時折、誰かが椅子を引く音が遠くに混じるが、それすらすぐに静寂に溶けていった。
俺は教科書に目を落としつつ、ふと視線を横へ向けた。
咲良先輩の横顔。
睫毛の影が白い頬に落ちていて、まっすぐノートを見つめる瞳の奥には、静かに集中が宿っている。
細い指が器用にペンを走らせ、時折、無意識のように髪を耳にかける仕草。動作一つ一つに無駄がなくて、けれどどこか柔らかい。
「……何」
唐突に顔を上げた咲良先輩が、少しだけ眉を寄せてこちらを見た。
いつもの、あまり感情を表に出さない表情。
けれど、唇の端がわずかに震えている。
たぶん、俺がまた見つめていたことに気づいてる。
恥ずかしいくらい、バレバレなんだろう。
「いや……先輩、すごいなって思っただけです」
「ん?」
首を少しだけ傾げた先輩の瞳が、柔らかい琥珀のように光を吸っていた。
何が?と無言で問いかけるその表情が、妙に可愛くて、思わず視線を逸らした。
「いや、なかなか、あれで……」
ごまかすように頭を掻いて俯く。
俺の問題集はようやく半分ほど。
なのに、横を見ると咲良先輩はすでに次の教科に移っている。
明らかに進みが違う。
「……春川くん、進んでるの?」
低めの声。
ペンを持つ手が止まり、そっと俺のノートを覗き込みながらの問いかけは、叱るというより、少しだけ呆れたような、でも気遣うような響き。
「一応……でも、ここちょっと迷ってて」
俺が見せたページに目を落とした咲良先輩は、軽く頷いて、ノートを指先でなぞるように指し示した。

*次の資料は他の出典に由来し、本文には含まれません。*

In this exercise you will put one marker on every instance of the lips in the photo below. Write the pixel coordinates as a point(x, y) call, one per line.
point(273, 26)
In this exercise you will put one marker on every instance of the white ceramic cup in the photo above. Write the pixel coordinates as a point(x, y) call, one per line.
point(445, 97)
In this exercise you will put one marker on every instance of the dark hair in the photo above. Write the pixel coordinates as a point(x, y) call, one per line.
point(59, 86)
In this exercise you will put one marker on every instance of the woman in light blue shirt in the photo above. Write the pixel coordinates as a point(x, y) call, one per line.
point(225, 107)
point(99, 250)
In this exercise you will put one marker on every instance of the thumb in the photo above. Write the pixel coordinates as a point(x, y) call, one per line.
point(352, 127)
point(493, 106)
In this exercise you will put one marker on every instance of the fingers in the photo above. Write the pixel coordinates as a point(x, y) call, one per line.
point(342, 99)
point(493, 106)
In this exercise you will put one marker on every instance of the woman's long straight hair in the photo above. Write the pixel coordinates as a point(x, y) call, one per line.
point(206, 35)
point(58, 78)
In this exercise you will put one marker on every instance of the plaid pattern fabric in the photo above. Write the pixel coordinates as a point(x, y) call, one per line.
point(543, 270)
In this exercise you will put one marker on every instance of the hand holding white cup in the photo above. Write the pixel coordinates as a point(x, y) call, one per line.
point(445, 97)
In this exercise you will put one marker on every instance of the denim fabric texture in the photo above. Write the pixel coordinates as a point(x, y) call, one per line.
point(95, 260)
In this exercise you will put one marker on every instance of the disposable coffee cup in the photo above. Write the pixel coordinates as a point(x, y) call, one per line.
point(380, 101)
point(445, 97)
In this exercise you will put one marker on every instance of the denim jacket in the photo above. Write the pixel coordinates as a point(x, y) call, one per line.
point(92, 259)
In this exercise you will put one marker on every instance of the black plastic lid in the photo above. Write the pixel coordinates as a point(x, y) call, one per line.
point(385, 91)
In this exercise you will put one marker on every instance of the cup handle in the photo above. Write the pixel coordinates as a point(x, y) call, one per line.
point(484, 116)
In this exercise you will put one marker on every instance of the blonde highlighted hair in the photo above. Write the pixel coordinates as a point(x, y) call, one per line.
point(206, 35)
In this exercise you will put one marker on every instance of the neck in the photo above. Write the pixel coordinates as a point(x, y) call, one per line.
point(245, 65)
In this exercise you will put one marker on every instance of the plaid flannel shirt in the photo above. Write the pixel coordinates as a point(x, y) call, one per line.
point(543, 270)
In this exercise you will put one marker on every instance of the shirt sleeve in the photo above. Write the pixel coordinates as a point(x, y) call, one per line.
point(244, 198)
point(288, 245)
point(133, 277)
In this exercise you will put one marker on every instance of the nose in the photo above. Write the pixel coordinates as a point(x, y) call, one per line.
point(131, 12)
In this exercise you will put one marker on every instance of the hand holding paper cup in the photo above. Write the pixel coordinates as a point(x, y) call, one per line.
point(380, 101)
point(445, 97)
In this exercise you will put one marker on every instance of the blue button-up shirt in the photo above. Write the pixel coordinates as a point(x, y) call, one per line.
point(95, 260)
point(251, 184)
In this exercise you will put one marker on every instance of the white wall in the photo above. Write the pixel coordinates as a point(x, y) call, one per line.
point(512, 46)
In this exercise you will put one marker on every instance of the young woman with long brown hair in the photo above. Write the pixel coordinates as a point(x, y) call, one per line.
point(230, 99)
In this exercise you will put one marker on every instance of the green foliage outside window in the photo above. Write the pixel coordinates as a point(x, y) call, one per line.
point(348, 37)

「それなら、ここの式を整理してから、代入。……ほら」
言いながら、身を乗り出して説明を書き足そうとした咲良先輩の椅子が、きぃ、と小さく音を立ててずれる。
重心が崩れた、その瞬間。
「――わっ」
咄嗟に手を伸ばして、肩を支えた。
細くて柔らかい。
その感触が手のひらを通して伝わる。
ぐっと近づいた距離。
目の前にあるのは咲良先輩の髪、そしてかすかに香るシャンプーの匂い。
胸が一気に跳ね上がる。
「あ……、ご、ごめんなさい、大丈夫ですか」
「……うん。ありがとう」
距離の近さに戸惑ったように、ふわりと揺れた髪が、ほんのわずかに赤い頬に触れ、咲良先輩が目を伏せる。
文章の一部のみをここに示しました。